After fitting, the PCA instance contains the loadings in its components_ attribute. (Terminology for PCA is inconsistent, unfortunately. We’re following the convention that calls the transformed columns in X_pca the components, which otherwise don’t have a name.) We’ll wrap the loadings up in a dataframe.

loadings = pd.DataFrame(
    pca.components_.T,  # transpose the matrix of loadings
    columns=component_names,  # so the columns are the principal components
    index=X.columns,  # and the rows are the original features
)
loadings
  PC1 PC2 PC3 PC4
highway_mpg -0.492347 0.770892 0.070142 -0.397996
engine_size 0.503859 0.626709 0.019960 0.594107
horsepower 0.500448 0.013788 0.731093 -0.463534
curb_weight 0.503262 0.113008 -0.678369 -0.523232

Recall that the signs and magnitudes of a component’s loadings tell us what kind of variation it’s captured. The first component (PC1) shows a contrast between large, powerful vehicles with poor gas milage, and smaller, more economical vehicles with good gas milage. We might call this the “Luxury/Economy” axis. The next figure shows that our four chosen features mostly vary along the Luxury/Economy axis.

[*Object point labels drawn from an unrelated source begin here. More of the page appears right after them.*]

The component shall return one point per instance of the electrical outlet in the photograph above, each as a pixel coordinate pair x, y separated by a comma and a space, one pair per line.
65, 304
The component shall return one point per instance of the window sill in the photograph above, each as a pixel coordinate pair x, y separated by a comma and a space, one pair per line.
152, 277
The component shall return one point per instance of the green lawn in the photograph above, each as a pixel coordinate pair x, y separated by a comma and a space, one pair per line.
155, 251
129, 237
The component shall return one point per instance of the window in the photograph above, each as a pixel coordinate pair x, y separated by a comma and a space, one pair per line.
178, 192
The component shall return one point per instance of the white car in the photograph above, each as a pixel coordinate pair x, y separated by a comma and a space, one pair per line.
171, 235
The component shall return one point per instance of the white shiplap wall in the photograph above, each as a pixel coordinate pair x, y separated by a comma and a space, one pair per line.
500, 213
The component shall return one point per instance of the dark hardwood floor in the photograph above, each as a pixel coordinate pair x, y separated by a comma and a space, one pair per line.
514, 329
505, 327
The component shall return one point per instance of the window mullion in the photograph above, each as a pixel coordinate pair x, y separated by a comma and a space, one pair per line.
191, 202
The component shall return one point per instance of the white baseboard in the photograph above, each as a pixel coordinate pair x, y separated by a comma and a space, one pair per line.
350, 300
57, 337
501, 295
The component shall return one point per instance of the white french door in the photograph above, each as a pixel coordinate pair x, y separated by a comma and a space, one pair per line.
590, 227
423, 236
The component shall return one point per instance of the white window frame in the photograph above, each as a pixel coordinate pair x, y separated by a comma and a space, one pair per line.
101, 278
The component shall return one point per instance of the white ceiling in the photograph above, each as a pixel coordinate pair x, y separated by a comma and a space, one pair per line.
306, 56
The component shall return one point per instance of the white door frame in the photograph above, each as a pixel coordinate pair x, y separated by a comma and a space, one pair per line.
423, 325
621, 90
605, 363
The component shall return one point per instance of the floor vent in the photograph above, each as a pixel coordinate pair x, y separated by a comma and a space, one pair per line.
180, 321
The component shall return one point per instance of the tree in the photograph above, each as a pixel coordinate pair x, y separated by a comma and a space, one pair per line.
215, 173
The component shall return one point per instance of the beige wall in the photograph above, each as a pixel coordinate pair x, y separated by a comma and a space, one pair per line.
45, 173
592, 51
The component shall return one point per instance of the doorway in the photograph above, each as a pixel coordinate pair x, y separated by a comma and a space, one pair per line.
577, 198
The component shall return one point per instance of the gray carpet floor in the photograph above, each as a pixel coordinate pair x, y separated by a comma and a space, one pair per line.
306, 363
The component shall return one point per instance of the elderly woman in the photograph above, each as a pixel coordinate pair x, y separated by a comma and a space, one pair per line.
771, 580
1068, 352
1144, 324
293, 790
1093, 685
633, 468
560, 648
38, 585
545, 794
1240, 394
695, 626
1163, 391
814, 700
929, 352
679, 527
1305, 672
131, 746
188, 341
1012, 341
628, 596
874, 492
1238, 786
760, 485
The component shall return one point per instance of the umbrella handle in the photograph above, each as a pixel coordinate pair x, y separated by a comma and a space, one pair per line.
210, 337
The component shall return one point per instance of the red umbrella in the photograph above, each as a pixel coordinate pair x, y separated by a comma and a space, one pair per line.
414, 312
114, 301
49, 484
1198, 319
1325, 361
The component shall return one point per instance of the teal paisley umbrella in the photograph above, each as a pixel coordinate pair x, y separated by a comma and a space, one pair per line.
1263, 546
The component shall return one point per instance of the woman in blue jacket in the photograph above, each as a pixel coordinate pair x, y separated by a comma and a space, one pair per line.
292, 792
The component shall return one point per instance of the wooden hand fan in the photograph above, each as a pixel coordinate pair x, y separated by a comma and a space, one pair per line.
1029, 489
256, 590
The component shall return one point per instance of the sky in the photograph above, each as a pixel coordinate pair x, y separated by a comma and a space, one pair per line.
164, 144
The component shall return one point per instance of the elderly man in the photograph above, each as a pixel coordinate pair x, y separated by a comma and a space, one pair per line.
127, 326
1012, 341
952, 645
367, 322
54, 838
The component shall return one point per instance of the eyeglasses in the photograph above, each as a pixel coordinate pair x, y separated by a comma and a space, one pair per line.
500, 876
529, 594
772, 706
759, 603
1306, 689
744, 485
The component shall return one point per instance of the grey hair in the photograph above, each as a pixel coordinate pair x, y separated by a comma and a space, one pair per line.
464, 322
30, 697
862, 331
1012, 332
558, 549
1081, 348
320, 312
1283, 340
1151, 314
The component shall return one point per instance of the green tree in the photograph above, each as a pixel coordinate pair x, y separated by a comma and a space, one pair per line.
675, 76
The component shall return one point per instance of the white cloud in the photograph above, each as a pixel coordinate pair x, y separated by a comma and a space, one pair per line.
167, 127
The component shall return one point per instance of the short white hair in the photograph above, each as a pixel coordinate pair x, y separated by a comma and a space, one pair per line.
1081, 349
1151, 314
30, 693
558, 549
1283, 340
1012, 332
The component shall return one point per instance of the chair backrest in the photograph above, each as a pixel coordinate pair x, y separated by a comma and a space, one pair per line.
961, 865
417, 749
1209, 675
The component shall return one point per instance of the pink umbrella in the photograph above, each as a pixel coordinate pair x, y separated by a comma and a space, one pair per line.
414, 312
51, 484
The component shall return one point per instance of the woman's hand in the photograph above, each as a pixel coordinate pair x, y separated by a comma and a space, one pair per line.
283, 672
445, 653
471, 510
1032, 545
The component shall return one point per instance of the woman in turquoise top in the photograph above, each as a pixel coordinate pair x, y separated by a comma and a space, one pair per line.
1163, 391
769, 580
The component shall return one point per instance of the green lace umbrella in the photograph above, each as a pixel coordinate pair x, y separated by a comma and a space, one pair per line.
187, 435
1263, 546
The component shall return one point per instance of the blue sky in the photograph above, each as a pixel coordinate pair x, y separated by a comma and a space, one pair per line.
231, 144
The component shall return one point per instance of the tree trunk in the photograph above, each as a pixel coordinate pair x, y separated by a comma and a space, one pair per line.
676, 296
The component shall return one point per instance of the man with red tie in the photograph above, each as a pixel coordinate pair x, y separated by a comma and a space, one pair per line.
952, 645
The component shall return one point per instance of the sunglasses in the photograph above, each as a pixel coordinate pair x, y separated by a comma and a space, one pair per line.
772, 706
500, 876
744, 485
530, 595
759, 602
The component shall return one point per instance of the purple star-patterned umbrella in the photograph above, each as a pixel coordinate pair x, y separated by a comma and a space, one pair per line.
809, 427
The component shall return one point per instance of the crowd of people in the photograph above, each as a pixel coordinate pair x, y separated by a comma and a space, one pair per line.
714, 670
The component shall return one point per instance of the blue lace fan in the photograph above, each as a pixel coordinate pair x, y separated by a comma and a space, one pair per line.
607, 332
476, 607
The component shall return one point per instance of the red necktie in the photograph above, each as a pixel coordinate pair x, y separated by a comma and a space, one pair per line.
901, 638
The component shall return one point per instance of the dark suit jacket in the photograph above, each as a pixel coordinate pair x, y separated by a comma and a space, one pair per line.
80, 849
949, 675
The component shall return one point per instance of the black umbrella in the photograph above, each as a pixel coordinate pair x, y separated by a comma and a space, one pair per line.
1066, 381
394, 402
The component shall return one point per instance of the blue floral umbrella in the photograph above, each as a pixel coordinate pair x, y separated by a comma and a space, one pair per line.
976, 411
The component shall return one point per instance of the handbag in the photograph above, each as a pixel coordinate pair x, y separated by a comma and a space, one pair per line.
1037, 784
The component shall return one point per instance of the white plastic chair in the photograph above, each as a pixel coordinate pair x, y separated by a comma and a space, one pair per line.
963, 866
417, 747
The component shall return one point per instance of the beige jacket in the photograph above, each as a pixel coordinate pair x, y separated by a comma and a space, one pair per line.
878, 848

# Look at explained variance
plot_variance(pca);

png

Figure 4: The four chosen features mostly vary along the Luxury/Economy axis.


Let’s also look at the MI scores of the components. Not surprisingly, PC1 is highly informative, though the remaining components, despite their small variance, still have a significant relationship with price. Examining those components could be worthwhile to find relationships not captured by the main Luxury/Economy axis.

mi_scores = make_mi_scores(X_pca, y, discrete_features=False)
mi_scores
PC1    1.013800
PC2    0.379440
PC3    0.306502
PC4    0.204447
Name: MI Scores, dtype: float64

The third component shows a contrast between horsepower and curb_weight – sports cars vs. wagons, it seems.

# Show dataframe sorted by PC3
idx = X_pca["PC3"].sort_values(ascending=False).index
cols = ["make", "body_style", "horsepower", "curb_weight"]
df.loc[idx, cols]
  make body_style horsepower curb_weight
118 porsche hardtop 207 2756
117 porsche hardtop 207 2756
119 porsche convertible 207 2800
45 jaguar sedan 262 3950
96 nissan hatchback 200 3139
59 mercedes-benz wagon 123 3750
61 mercedes-benz sedan 123 3770
101 peugot wagon 95 3430
105 peugot wagon 95 3485
143 toyota wagon 62 3110
df["sports_or_wagon"] = X.curb_weight / X.horsepower
sns.regplot(x="sports_or_wagon", y='price', data=df, order=2);

png

Figure 5: The third component shows a contrast between sports cars or wagons.